Mother Teresa – A Saint (To Be) for Our Time

Recent news reports on the impending publication of the private journals and letters of the late Mother Teresa of Calcutta caused a stir when excerpts showed that she may have doubted the existence of God. Orthodox Catholics speculate that this fact could block her path to sainthood. Now known as Blessed Mother Teresa of Calcutta, she is one step away from being declared a saint. The Pope has the final say on this.

In 1946 Sister Teresa, already teaching for many years in Calcutta, India, experienced her “call within a call,” which she considered divine inspiration to devote herself to caring for the sick and poor. She then moved into the slums of Culcutta and founded the order of the Missionaries of Charity. The order built hospices where the terminally ill could die with dignity as well as centers serving the blind, the aged, and the disabled. In 1979 she received the Nobel Peace Prize for her humanitarian work.

At the time of Mother Teresa’s death, the Missionaries of Charity had a presence in more than 90 countries with some 4,000 nuns and hundreds of thousands of lay workers. The order continues to grow. Her legendary works of charity earned her near-universal acclaim as a “living saint” during her lifetime. That she doubted God’s existence comes as a surprise to
many believers.

The book entitled “Mother Teresa: Come Be My Light “ reveals a very human side of Mother Teresa, which might not jive with Catholics’ idea of saints as being perfect in their faith, untroubled by doubts or fears. She wrote in 1959:

“In my soul I feel just that terrible pain of loss,of God not wanting me – of God not being God – of God not existing.”

In a letter addressed to Jesus, she agonizes:

“Lord, my God, who am I that You should forsake me? The Child of your Love, and now become as the most hated one, the one You have thrown away as unwanted, unloved.

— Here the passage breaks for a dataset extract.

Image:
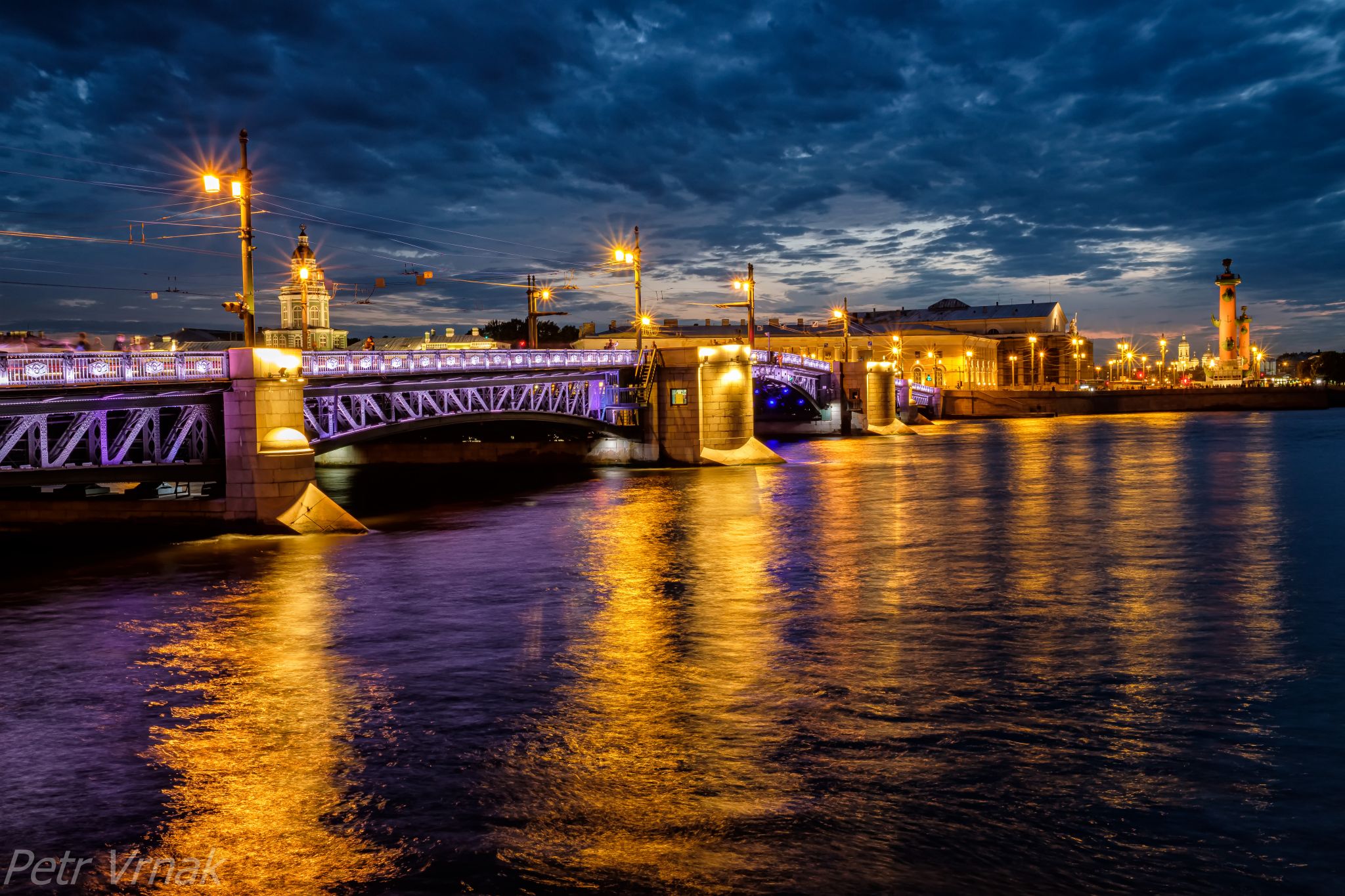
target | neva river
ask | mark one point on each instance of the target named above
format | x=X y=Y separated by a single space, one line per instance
x=1083 y=654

I call, I cling, I want, and there is no One to answer, no One on Whom I can cling, no, No One. Alone. Where is my Faith – even deep down right in there is nothing, but emptiness & darkness. My God, how painful is this unknown pain. I have no Faith. I dare not utter the words & thoughts that crowd in my heart & make me suffer untold agony.

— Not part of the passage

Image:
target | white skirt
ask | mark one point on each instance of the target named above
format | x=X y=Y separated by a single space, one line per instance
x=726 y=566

I am told God loves me and yet the reality of darkness & coldness & emptiness is so great that nothing touches my soul. Did I make a mistake in surrendering blindly to the Call of the Sacred Heart?”

Mother Teresa experienced what St. John of the Cross (1541-1597) called “the dark night of the soul”, when one feels abandoned by God and adrift in a sea of doubt, worry and despair. God is hidden within the shadows and we cry out “Why do you hide your face? ”(Psalm 44:24)

It is not an uncommon experience, especially among those who have developed a strong prayer life and have consistently shown devotion to God’s will.
But it is because of her anguish and doubt that her humanity shines through. Most, if not all, of us will, sooner or later, undergo a “dark night” in one form or another. I find it comforting to know that Mother Teresa shared this experience with us and, because of her example, we may know the transformative power of a dark night. As psychologist and author Thomas Moore points out:

“The dark night may be profoundly unsettling, offering no conceivable way out, except perhaps to rely on pure faith and resources far beyond our understanding and capability. The dark night calls for a spiritual response xxx. It pushes you to the edge of what is familiar and reliable, stretching your imagination about how life works and who or what controls it all. The dark night serves the spirit by forcing you to rely on something beyond human capacity. It can open you up to new and mysterious possibilities.”

Thus, Mother Teresa wrote:

“If I ever become a saint, I will surely be one of ‘darkness.’ ”

Of darkness, yes. But also of hope. Hope in the abundant mercy and grace of God that allows us to transcend our limitations. Truly, Mother Teresa is a (future) saint for these dark times.